And now, for something completely different:
It was among the juicier post-election recriminations: Fox News Channel quoted an unnamed McCain campaign figure as saying that Sarah Palin did not know that Africa was a continent.
Who would say such a thing? On Monday the answer popped up on a blog and popped out of the mouth of David Shuster, an MSNBC anchor. “Turns out it was Martin Eisenstadt, a McCain policy adviser, who has come forward today to identify himself as the source of the leaks,” Mr. Shuster said.
Trouble is, Martin Eisenstadt doesn’t exist. His blog does, but it’s a put-on. The think tank where he is a senior fellow – the Harding Institute for Freedom and Democracy – is just a Web site. The TV clips of him on YouTube are fakes.
So, shockingly, the story about Sarah Palin not knowing Africa was a continent was a hoax, as was its source.
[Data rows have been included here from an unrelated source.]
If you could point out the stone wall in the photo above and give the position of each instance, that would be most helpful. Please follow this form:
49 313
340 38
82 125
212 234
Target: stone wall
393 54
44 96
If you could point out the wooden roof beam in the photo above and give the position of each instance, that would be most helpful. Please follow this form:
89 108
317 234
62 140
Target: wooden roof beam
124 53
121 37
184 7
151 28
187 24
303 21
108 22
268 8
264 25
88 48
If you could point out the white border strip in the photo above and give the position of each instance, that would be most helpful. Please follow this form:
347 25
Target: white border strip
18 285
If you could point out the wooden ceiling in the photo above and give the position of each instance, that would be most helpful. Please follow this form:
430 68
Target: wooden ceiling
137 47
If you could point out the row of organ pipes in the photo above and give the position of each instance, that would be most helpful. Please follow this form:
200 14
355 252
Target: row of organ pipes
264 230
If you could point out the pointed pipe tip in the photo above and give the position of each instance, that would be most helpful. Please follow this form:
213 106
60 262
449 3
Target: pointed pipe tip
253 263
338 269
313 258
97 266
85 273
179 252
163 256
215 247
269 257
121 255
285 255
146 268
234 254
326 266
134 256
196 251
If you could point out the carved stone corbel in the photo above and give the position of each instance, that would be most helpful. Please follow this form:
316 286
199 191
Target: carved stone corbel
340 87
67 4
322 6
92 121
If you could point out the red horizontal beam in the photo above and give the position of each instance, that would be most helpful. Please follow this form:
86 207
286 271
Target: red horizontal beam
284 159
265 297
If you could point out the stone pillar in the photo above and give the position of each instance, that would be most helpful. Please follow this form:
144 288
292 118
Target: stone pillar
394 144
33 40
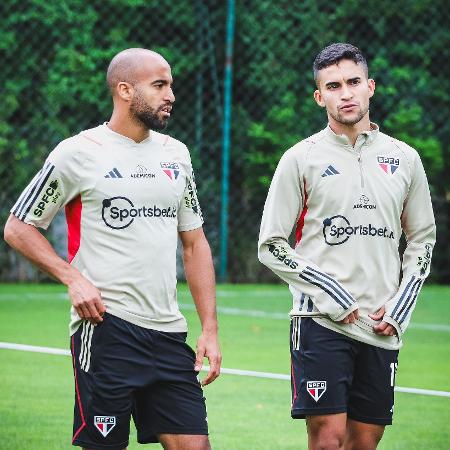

I wonder how many other of the nasty stories about Governor Palin supposedly coming from the McCain campaign were actually “sourced” to this fraud?
And it’s not like no one knew about this guy. But Fox News and MSNBC are just too darned kewl and fashion-forward to do old-fashioned things like, ya know, checking sources and stuff.
An MSNBC spokesman, Jeremy Gaines, explained the network’s misstep by saying someone in the newsroom received the Palin item in an e-mail message from a colleague and assumed it had been checked out. “It had not been vetted,” he said. “It should not have made air.”
But most of Eisenstadt’s victims have been bloggers, a reflection of the sloppy speed at which any tidbit, no matter how specious, can bounce around the Internet. And they fell for the fake material despite ample warnings online about Eisenstadt, including the work of one blogger who spent months chasing the illusion around cyberspace, trying to debunk it.
But the truth was out for all to see long before the big-name take-downs. For months sourcewatch.org has identified Martin Eisenstadt as a hoax. When Mr. Stein was the victim, he blogged that “there was enough info on the Web that I should have sussed this thing out.”
In the rise of the blogosphere and its growing influence on print and broadcast media, we have seen good and bad. The good? Due to the freedom of the Internet, bloggers are free to cover stories that are important to them; stories that would never make it past the filter of the corporate interests that run our media at this point in time. But the bad? Stories that were poorly sourced or made up entirely (like the story of Ashley Todd, who injured herself and claimed that an Obama supporter did it) have made it directly from the pages of The Drudge Report to CNN, with barely a pause for breath from IP to TV.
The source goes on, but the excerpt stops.